Author
Listed:
- Jianwen Li
(Guangxi Key Laboratory of Functional Information Materials and Intelligent Information Processing, Nanning Normal University, Nanning 530001, China
Smart Logistics Industry School of Nanning Normal University, Demonstrative Modern Industrial School of Guangxi University, Nanning 530001, China
These authors contributed equally to this work.)
- Shutian Liu
(Guangxi Geographical Indication Crops Research Center of Big Data Mining and Experimental Engineering Technology, Nanning Normal University, Nanning 530001, China
Guangxi Key Laboratory of Earth Surface Processes and Intelligent Simulation, Nanning Normal University, Nanning 530001, China
These authors contributed equally to this work.)
- Dong Chen
(Guangxi Key Laboratory of Functional Information Materials and Intelligent Information Processing, Nanning Normal University, Nanning 530001, China
Smart Logistics Industry School of Nanning Normal University, Demonstrative Modern Industrial School of Guangxi University, Nanning 530001, China)
- Shengbang Zhou
(Guangxi Key Laboratory of Functional Information Materials and Intelligent Information Processing, Nanning Normal University, Nanning 530001, China
Smart Logistics Industry School of Nanning Normal University, Demonstrative Modern Industrial School of Guangxi University, Nanning 530001, China)
- Chuanqi Li
(Guangxi Key Laboratory of Functional Information Materials and Intelligent Information Processing, Nanning Normal University, Nanning 530001, China
Smart Logistics Industry School of Nanning Normal University, Demonstrative Modern Industrial School of Guangxi University, Nanning 530001, China)
Abstract
The diversity and complexity of the agricultural environment pose significant challenges for the collection of pest and disease data.

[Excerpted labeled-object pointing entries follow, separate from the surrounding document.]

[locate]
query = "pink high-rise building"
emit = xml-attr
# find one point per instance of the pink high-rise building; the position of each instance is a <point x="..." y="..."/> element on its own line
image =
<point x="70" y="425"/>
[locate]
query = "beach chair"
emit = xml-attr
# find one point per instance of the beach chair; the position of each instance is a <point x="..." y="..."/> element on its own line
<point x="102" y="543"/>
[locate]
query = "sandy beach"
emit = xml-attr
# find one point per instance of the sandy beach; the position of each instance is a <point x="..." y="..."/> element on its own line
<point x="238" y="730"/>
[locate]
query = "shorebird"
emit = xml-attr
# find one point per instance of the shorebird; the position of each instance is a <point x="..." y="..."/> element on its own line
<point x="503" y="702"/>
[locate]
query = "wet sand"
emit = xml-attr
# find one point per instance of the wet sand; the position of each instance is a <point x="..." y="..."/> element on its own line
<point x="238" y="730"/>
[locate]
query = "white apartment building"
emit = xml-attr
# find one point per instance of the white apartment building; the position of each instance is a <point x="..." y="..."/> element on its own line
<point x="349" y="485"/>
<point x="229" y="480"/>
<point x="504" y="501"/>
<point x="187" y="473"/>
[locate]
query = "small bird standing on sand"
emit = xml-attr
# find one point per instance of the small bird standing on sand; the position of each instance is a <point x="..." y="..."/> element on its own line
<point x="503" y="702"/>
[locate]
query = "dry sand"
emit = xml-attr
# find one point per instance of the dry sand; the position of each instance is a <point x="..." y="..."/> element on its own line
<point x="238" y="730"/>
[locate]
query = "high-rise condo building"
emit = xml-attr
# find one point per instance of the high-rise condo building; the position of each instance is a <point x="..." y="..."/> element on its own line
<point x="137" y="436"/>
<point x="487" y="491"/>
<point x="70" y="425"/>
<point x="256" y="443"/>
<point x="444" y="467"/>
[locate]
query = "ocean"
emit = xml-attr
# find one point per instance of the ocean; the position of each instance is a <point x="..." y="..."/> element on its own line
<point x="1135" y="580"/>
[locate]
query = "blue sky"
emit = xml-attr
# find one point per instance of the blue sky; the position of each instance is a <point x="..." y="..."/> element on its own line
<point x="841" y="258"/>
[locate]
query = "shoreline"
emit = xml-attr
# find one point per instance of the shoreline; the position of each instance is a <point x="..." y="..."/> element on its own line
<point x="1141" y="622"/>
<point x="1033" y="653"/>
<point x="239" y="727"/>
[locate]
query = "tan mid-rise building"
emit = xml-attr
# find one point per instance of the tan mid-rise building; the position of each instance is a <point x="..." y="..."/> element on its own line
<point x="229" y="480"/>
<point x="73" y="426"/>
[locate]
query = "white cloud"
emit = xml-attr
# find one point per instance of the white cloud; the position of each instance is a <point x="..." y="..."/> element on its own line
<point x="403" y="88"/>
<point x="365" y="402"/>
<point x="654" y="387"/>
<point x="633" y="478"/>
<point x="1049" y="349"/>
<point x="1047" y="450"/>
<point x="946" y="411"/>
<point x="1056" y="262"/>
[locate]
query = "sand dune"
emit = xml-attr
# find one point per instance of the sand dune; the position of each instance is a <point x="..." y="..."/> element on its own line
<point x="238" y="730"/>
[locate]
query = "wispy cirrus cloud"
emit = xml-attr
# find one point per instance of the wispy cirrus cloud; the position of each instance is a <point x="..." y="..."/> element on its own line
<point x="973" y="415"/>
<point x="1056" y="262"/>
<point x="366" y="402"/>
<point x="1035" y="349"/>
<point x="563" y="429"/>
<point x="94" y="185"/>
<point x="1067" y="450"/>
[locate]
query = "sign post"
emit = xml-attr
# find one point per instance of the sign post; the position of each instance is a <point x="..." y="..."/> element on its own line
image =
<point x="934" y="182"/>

Additionally, pest and disease datasets often suffer from uneven distribution in quantity and inconsistent annotation standards. Enhancing the accuracy of pest and disease recognition remains a challenge for existing models. We constructed a representative agricultural pest and disease dataset, FIP6Set, through a combination of field photography and web scraping. This dataset encapsulates key issues encountered in existing agricultural pest and disease datasets. Referencing existing bounding box regression (BBR) loss functions, we reconsidered their geometric features and proposed a novel bounding box similarity comparison metric, DDRIoU, suited to the characteristics of agricultural pest and disease datasets. By integrating the focal loss concept with the DDRIoU loss, we derived a new loss function, namely Focal-DDRIoU loss. Furthermore, we modified the network structure of YOLOV7 by embedding the MobileViTv3 module. Consequently, we introduced a model specifically designed for agricultural pest and disease detection in precision agriculture. We conducted performance evaluations on the FIP6Set dataset using mAP75 as the evaluation metric. Experimental results demonstrate that the Focal-DDRIoU loss achieves improvements of 1.12%, 1.24%, 1.04%, and 1.50% compared to the GIoU, DIoU, CIoU, and EIoU losses, respectively. When employing the GIoU, DIoU, CIoU, EIoU, and Focal-DDRIoU loss functions, the adjusted network structure showed enhancements of 0.68%, 0.68%, 0.78%, 0.60%, and 0.56%, respectively, compared to the original YOLOv7. Furthermore, the proposed model outperformed the mainstream YOLOv7 and YOLOv5 models by 1.86% and 1.60%, respectively. The superior performance of the proposed model in detecting agricultural pests and diseases directly contributes to reducing pesticide misuse, preventing large-scale pest and disease outbreaks, and ultimately enhancing crop yields. These outcomes strongly support the promotion of sustainable agricultural development.
Suggested Citation
Jianwen Li & Shutian Liu & Dong Chen & Shengbang Zhou & Chuanqi Li, 2024.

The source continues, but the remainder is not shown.